09 February 2022
Everyone knows that data is important, but do we realise that data governance and accuracy is essential to driving a successful business?
We are living in a world of Big Data. Key systems and processes generate endless streams of data that can be used to monitor performance and provide a basis for key operational and strategic decisions.
In the housing sector, good data quality is not an optional extra as it’s held and used in every department. It’s fundamental to the business and the basis of a registered provider’s reputation. All decisions, whether strategic, safety, managerial or financial, need to be made with access to information of the highest quality.
Imagine if your housing property data was flawed, and the impact that would have on the assumptions made in your financial and business plans, and the decisions the board makes about its strategy and budget. There is often a significant risk to the accuracy of management data where key information is distributed across two or more different systems that do not communicate directly with each other. This is frequently the case between asset records, repairs and maintenance systems, and housing management systems.
If your stock condition records identify that a three-bedroom house had no bathroom, or a property has no front door, would this get picked up and would these areas be included on the replacement schedule feeding into your asset management plans and budgets?
If your customer health and safety records are not accurate your tenants could be put at risk. If new properties are not accurately added to your systems, they might not make the safety programme of works. An area we often see issues with are actions identified as part of the safety works not being tracked and dealt with in a timely manner. This can put your customers at risk, and we have seen several self-referrals to the regulator over these very issues.
Registered providers need to recognise the importance of having reliable and timely information, both internally to support customers, operational and strategic management; and externally for regulatory, accountability, financing and strategic planning purposes.
Registered providers are required to submit returns to the Regulator of Social Housing, including the Statistical Data Return, Financial Forecast Return and business plan. Consistency and compliance with national standards are therefore essential, as organisations are measured and judged on the data they produce, and assessment ratings depend in part on good quality data.
Poor data quality may lead to:
- avoidable safety incidents occurring;
- staff, contractors and customers being put at risk through invalid or incorrect information held;
- loss of confidence in the validity of recorded information;
- poor management decisions within or about the organisation;
- loss of income to the organisation; and
- reputational damage to the organisation.
It is therefore crucial that the data on which decisions are to be made is robust.
What can you do about it?
- Make sure everyone is aware of their responsibility and has had the training to support their role.
- Never assume data is accurate – remember, rubbish in, rubbish out!
- Understand your data mapping. Do you know where the data comes from and how reliable it is?

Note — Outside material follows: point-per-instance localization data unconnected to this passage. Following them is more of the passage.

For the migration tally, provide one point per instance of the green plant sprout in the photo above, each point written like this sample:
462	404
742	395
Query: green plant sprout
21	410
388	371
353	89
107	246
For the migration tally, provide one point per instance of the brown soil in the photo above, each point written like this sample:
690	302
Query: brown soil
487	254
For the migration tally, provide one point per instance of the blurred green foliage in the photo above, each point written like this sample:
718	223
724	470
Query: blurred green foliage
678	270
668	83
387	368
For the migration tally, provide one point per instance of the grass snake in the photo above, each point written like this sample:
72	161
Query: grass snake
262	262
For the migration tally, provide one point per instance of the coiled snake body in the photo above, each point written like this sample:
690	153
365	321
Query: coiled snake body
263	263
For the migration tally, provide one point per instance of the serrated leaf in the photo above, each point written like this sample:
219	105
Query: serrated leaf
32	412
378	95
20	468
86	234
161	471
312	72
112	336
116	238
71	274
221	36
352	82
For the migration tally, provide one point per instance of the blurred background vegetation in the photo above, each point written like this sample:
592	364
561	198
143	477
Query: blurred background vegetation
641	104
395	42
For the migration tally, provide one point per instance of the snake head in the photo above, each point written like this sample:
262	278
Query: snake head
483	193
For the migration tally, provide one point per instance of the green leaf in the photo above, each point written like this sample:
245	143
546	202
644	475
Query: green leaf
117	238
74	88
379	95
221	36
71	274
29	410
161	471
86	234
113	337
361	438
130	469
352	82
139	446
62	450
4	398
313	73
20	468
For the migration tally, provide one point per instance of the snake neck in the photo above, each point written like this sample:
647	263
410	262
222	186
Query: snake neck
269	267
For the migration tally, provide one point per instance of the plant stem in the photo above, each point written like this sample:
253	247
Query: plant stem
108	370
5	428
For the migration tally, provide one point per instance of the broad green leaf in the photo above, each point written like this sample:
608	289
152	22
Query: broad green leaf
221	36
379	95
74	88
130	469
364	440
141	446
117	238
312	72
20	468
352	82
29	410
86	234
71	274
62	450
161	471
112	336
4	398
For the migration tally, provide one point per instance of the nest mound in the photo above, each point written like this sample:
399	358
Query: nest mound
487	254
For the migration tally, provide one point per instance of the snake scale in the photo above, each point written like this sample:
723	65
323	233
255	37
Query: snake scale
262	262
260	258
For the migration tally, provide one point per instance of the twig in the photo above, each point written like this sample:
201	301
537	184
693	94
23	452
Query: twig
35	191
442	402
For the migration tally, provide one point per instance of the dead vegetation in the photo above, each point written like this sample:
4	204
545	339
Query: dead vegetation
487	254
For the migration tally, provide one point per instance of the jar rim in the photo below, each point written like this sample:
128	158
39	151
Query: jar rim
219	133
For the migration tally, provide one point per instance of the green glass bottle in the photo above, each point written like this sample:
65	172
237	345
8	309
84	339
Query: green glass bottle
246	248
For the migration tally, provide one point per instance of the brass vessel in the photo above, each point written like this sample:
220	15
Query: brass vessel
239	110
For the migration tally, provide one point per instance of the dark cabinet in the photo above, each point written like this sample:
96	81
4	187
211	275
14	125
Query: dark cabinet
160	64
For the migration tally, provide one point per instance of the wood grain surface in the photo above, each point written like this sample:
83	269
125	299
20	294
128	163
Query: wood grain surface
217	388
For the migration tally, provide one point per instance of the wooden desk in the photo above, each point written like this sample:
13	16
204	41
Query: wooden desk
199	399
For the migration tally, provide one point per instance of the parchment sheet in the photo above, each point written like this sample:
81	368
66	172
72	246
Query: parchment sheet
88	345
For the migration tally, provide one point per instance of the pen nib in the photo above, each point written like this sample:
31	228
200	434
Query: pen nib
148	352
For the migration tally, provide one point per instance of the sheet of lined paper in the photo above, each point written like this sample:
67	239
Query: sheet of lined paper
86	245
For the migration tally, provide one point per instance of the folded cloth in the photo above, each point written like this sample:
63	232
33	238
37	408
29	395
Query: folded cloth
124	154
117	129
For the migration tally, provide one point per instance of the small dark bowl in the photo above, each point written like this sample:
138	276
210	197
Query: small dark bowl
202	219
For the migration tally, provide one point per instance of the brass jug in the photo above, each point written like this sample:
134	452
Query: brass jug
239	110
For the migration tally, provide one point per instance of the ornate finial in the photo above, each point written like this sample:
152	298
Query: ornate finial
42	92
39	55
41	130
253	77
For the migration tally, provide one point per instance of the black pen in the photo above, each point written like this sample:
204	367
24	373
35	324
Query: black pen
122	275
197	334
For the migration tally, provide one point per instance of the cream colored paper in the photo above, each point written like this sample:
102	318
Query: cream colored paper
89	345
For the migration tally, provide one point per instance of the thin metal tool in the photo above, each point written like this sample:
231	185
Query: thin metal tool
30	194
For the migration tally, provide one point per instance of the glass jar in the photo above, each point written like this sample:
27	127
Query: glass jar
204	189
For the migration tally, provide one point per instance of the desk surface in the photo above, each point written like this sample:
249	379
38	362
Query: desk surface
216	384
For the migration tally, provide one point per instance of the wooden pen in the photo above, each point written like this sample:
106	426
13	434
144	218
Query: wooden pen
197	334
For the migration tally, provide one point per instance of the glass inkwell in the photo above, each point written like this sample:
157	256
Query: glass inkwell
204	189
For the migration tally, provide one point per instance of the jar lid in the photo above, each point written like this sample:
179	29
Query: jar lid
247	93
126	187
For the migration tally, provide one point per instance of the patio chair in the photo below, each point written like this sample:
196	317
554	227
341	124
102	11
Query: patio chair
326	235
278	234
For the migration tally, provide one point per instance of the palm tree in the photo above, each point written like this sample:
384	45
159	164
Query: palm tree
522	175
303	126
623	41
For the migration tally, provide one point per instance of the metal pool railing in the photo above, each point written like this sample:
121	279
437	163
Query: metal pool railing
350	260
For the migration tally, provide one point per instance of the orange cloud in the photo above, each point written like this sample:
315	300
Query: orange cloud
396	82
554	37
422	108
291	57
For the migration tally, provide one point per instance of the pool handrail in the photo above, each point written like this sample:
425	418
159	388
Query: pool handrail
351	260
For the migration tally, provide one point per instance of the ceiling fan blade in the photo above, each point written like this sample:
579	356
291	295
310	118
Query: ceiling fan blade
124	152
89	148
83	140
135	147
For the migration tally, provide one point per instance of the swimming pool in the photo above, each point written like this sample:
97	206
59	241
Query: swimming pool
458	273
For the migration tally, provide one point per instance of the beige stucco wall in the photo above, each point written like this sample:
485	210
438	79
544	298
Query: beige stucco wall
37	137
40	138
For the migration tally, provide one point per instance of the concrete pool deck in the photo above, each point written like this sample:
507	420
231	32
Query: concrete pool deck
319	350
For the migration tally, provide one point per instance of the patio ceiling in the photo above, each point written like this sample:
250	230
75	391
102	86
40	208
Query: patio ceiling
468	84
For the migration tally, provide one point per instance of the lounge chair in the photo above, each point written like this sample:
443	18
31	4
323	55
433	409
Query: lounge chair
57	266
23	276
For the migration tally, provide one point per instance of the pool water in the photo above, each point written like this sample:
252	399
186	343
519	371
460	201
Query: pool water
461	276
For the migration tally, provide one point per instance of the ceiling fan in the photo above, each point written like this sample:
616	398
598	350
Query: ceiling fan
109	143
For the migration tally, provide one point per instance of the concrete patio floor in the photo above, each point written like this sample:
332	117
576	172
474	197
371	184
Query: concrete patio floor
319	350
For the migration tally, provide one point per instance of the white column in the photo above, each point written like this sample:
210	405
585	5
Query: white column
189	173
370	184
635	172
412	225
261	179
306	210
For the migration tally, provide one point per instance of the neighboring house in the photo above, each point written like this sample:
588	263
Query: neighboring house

- Triangulate and verify data to ensure accuracy.
- Have clear definitions when you’re using performance indicators, and a consistent approach to collecting data verification checks. Take data snapshots to provide a clear audit trail so that source data is not overwritten.

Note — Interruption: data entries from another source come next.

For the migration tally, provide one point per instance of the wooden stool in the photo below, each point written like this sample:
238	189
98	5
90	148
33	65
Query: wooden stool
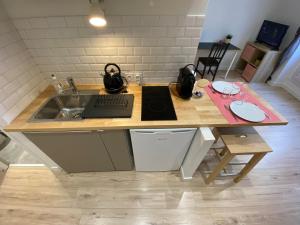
239	141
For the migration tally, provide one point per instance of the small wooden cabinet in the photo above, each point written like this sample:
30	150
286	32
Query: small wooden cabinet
256	62
86	151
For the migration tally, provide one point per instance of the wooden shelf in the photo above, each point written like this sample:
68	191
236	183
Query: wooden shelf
254	60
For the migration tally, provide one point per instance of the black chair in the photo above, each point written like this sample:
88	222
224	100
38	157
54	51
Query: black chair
213	60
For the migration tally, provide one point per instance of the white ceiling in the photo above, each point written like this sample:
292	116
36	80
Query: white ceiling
39	8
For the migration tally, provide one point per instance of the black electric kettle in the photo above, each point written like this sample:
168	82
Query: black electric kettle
186	81
112	79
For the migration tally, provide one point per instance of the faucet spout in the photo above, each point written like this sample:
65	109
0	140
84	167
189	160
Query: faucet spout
72	85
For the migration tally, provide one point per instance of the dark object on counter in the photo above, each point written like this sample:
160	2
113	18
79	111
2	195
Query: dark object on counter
213	60
113	81
109	106
157	104
186	81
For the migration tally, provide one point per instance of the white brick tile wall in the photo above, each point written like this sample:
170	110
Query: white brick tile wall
151	44
20	78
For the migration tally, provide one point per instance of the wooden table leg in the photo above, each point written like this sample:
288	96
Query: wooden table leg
227	158
249	166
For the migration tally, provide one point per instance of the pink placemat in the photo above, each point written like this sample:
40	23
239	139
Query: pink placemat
223	104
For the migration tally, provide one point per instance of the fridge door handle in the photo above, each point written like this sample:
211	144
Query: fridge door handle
182	131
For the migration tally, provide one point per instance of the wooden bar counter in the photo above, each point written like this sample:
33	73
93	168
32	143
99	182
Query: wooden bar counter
196	112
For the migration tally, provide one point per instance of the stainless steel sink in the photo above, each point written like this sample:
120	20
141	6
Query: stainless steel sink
63	108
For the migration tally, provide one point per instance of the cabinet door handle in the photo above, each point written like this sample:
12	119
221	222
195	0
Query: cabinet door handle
51	132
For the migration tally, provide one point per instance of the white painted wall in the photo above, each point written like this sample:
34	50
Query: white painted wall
288	76
241	18
153	37
20	78
45	8
288	13
20	81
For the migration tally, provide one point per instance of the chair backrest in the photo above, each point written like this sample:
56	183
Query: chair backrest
218	51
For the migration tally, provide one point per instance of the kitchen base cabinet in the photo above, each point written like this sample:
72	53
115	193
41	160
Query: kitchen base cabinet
86	151
118	145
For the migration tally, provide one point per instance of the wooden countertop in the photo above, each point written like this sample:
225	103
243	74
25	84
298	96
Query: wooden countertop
196	112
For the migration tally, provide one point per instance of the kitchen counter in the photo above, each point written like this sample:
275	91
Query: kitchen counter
196	112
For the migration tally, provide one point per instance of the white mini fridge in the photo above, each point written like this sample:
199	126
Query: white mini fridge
160	149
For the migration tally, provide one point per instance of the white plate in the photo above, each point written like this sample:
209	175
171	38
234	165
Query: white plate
247	111
226	87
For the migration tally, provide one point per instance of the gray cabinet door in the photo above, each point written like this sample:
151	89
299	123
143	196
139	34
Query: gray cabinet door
118	145
74	151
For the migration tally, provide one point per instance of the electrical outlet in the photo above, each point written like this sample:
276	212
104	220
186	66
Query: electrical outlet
139	78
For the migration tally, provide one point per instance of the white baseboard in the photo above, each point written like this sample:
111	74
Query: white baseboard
288	86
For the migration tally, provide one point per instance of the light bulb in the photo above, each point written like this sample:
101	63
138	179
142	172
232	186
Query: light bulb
97	21
97	17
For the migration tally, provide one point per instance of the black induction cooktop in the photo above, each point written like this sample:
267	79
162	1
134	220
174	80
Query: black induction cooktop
109	106
157	104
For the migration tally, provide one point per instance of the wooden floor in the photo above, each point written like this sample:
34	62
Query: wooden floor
269	195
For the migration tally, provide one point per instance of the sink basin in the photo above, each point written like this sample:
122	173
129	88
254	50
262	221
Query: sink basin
62	108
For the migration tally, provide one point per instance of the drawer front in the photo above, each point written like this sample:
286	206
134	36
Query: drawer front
249	72
248	53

- Seek assurance on the quality of the data from first-line assurance (management), second-line assurance (internal compliance or assurance teams) or third-line assurance (internal audit or other external assurance providers).
Key questions for those charged with governance
- How do you know that the data provided in board/committee reports is timely, accurate and consistent?
- Are you happy that your organisation’s systems can deal with the increased demand for data-driven reporting?
- Are you sure that your organisation has the expertise to enable it to make the best use of its data?
- Does data inform the organisation’s strategy, and does it help it to make business decisions towards achieving its objectives?